There is `epmind_db` in the docker.


## Try with Python
we can try
[`pgvector-python`](https://github.com/pgvector/pgvector-python/tree/master) as provided with vector db examples.



#### Sentence embeddings with SentenceTransformers

Adapted from [Example](https://github.com/pgvector/pgvector-python/blob/master/examples/sentence_transformers/example.py)

In [7]:
from pgvector.psycopg import register_vector
import psycopg
conn = psycopg.connect(dbname='epimind_db', 
                       user="postgres",
                       password="password",
                       host="localhost",
                       port=5432,
                       autocommit=True)



In [8]:
conn.execute('CREATE EXTENSION IF NOT EXISTS vector')
register_vector(conn)

conn.execute('DROP TABLE IF EXISTS documents')
conn.execute('CREATE TABLE documents (id bigserial PRIMARY KEY, content text, embedding vector(384))')

<psycopg.Cursor [COMMAND_OK] [IDLE] (host=localhost user=postgres database=epimind_db) at 0xffff690efdd0>

In [9]:
from sentence_transformers import SentenceTransformer

model = SentenceTransformer("all-MiniLM-L6-v2")

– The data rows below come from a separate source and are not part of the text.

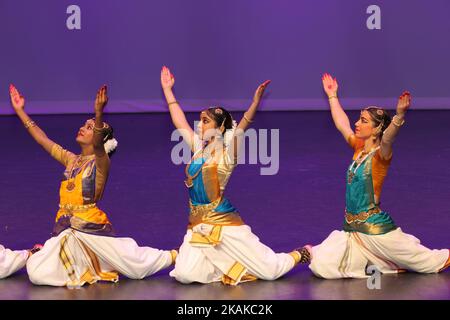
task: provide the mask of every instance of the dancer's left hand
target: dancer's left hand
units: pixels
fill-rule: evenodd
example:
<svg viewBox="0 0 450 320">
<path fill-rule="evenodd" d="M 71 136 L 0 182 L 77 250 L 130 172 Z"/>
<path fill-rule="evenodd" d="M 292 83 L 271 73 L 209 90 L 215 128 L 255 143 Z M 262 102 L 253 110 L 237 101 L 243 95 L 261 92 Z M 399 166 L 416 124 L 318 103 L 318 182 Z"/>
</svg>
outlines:
<svg viewBox="0 0 450 320">
<path fill-rule="evenodd" d="M 397 114 L 405 115 L 411 105 L 411 94 L 408 91 L 402 93 L 398 98 Z"/>
<path fill-rule="evenodd" d="M 261 101 L 264 91 L 266 90 L 266 88 L 270 82 L 271 82 L 271 80 L 266 80 L 262 84 L 259 85 L 259 87 L 255 91 L 255 96 L 253 97 L 253 102 L 259 103 Z"/>
<path fill-rule="evenodd" d="M 105 109 L 108 104 L 108 87 L 103 85 L 98 91 L 97 96 L 95 97 L 95 113 L 103 113 L 103 109 Z"/>
</svg>

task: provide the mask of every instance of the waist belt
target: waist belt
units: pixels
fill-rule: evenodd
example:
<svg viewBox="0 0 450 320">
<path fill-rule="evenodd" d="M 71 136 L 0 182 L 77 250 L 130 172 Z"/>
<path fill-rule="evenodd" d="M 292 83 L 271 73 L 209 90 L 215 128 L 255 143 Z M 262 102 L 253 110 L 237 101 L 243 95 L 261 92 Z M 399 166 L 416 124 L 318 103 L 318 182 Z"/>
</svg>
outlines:
<svg viewBox="0 0 450 320">
<path fill-rule="evenodd" d="M 82 205 L 76 205 L 76 204 L 59 204 L 59 208 L 64 211 L 68 212 L 84 212 L 89 209 L 97 207 L 96 203 L 90 203 L 90 204 L 82 204 Z"/>
<path fill-rule="evenodd" d="M 370 209 L 369 211 L 360 212 L 358 214 L 350 213 L 345 210 L 345 221 L 347 221 L 348 224 L 351 224 L 355 221 L 365 222 L 367 219 L 369 219 L 369 217 L 380 212 L 381 210 L 379 207 L 375 207 L 373 209 Z"/>
<path fill-rule="evenodd" d="M 222 226 L 240 226 L 243 225 L 241 217 L 237 212 L 216 212 L 215 209 L 222 202 L 222 197 L 213 202 L 201 205 L 193 205 L 189 200 L 189 226 L 191 229 L 200 223 Z"/>
</svg>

  from tqdm.autonotebook import tqdm, trange


In [10]:
corpus = [
 'Aromatic amines are quantified by an isotope-dilution gas chromatographic',
'tandem mass spectrometric method (ID GC-MS/MS). Urine samples are collected',
'and stored at approximately -70±10°C. 13C and 2H internal standards are added',
'and the samples are hydrolyzed, cleaned up, and extracted on support liquid extraction (SLE) cartridges.',  
'The analytes are then derivatized to form pentafluoropropionamides, and analyzed by GC/MS/MS, using multiple reaction monitoring (MRM).',
'The analyte concentrations are derived from the ratio of the integrated peaks of native to labeled ions by comparison to a standard curve.'
]
embeddings = model.encode(corpus)

In [11]:
for content, embedding in zip(corpus, embeddings):
    conn.execute('INSERT INTO documents (content, embedding) VALUES (%s, %s)', (content, embedding))

document_id = 1
neighbors = conn.execute('SELECT content FROM documents WHERE id != %(id)s ORDER BY embedding <=> (SELECT embedding FROM documents WHERE id = %(id)s) LIMIT 5', {'id': document_id}).fetchall()
for neighbor in neighbors:
    print(neighbor[0])

The analytes are then derivatized to form pentafluoropropionamides, and analyzed by GC/MS/MS, using multiple reaction monitoring (MRM).
The analyte concentrations are derived from the ratio of the integrated peaks of native to labeled ions by comparison to a standard curve.
tandem mass spectrometric method (ID GC-MS/MS). Urine samples are collected
and the samples are hydrolyzed, cleaned up, and extracted on support liquid extraction (SLE) cartridges.
and stored at approximately -70±10°C. 13C and 2H internal standards are added


In [12]:
import pandas as pd
res = conn.execute("Select * from documents")
df = pd.DataFrame(res.fetchall(), columns=['ID', 'Text', 'Vector'])
df.head()

Unnamed: 0,ID,Text,Vector
0,1,Aromatic amines are quantified by an isotope-d...,"[0.045202095, 0.0030057423, -0.022150079, -0.0..."
1,2,tandem mass spectrometric method (ID GC-MS/MS)...,"[-0.011899977, 0.010701008, -0.034384813, 0.00..."
2,3,and stored at approximately -70±10°C. 13C and ...,"[-0.019950543, 0.0040108133, -0.12060646, 0.04..."
3,4,"and the samples are hydrolyzed, cleaned up, an...","[-0.06613452, -0.017036635, -0.04517958, -0.04..."
4,5,The analytes are then derivatized to form pent...,"[0.025159566, -0.1588463, -0.08782749, 0.02154..."


In [13]:
conn.close()